A retrospective observational study was conducted on patients diagnosed with serine/threonine-protein kinase B-Raf (BRAF)-mutated metastatic melanoma, who underwent first-line therapy with BRAF and mitogen-activated protein kinase kinase (MEK) inhibitors (vemurafenib, dabrafenib or a combination of dabrafenib and trametinib) at the Miguel Servet University Hospital (Zaragoza, Spain) between November, 2011 and August, 2015. The aim of this study was to analyse the toxicity produced by BRAF and MEK inhibitors. The most common toxicities were similar to those published in clinical trials, particularly arthralgia, alopecia and photosensitivity in the vemurafenib group; asthenia, hyperkeratosis and dry skin in the dabrafenib group; and diarrhoea and dry skin in the dabrafenib plus trametinib group. Toxicities that had not been described in clinical trials were also identified. Thus, the present study confirmed that the results obtained in clinical trials are similar to those obtained in clinical practice.

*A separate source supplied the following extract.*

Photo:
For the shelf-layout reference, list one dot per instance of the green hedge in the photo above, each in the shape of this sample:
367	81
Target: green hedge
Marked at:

对2011年11月至2015年8月期间在西班牙萨拉戈萨米格尔·塞尔维特大学医院被诊断为丝氨酸/苏氨酸蛋白激酶B-Raf(BRAF)突变转移性黑色素瘤且接受BRAF和丝裂原活化蛋白激酶激酶(MEK)抑制剂(维莫非尼、达拉非尼或达拉非尼与曲美替尼联合用药)一线治疗的患者进行了一项回顾性观察研究。本研究的目的是分析BRAF和MEK抑制剂产生的毒性。最常见的毒性与临床试验中公布的相似,特别是维莫非尼组的关节痛、脱发和光敏反应;达拉非尼组的乏力、角化过度和皮肤干燥;达拉非尼加曲美替尼组的腹泻和皮肤干燥。还发现了临床试验中未描述的毒性。因此,本研究证实了临床试验中获得的结果与临床实践中获得的结果相似。